US Sanctions Cambodian Military Officials

Combo photo shows director-general of the Defense Ministry’s Material and Technical Services Department, Chau Phirun (L), and Royal Cambodian Navy commander, Tea Vinh.

Pair accused of naval base corruption

PHNOM PENH--Two Cambodian military officials have been sanctioned by the US for their alleged roles in corruption.

Chau Phirun, director-general of the Defense Ministry’s Material and Technical Services Department, and Tea Vinh, a Royal Cambodian Navy commander, allegedly conspired to profit from the construction and updating of Ream Naval Base facilities.

"Chau and Tea were involved in corrupt acts that undermined the rule of law and the Cambodian public’s faith in their government institutions and public processes, including by using their political influence and official power for personal benefit," the US State Department said.

Government spokesman Phay Siphan said sanctioning the officials was an injustice.

"The US did it unilaterally, which demonstrates discrimination and a political agenda," he said.

Cambodia would not respond by taking action against the officials because the country has sovereignty, he added.

Tea Vin said he was busy in a meeting and was not available for comment. Chau Phirun could not be reached for comment.

The US advised American business people operating or considering operating in Cambodia to be mindful of interactions with entities involved in corrupt business practices, criminal activities and human rights abuses.
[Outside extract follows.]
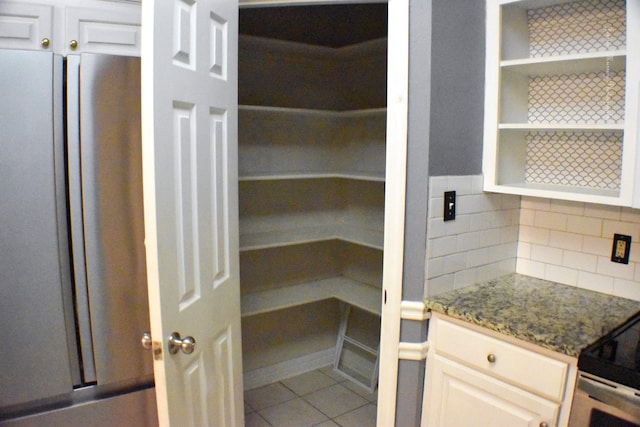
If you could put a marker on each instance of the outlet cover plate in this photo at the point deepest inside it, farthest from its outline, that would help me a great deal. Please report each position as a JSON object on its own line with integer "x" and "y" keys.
{"x": 621, "y": 248}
The US said there were two primary areas of exposure for US companies in Cambodia: Illicit financial activities and related risks in the financial, real estate, casino and infrastructure sectors; and entanglement with entities involved in trafficking in persons, wildlife and narcotics trafficking, and related risks in some areas of the manufacturing and timber sectors.

The US has previously sanctioned generals Kun Kim and Hing Bun Hieng and timber tycoon Try Pheap, as well as ex-Macau triad boss Wan Kuok Koi, also known as “Broken Tooth,” who had business interests in Cambodia.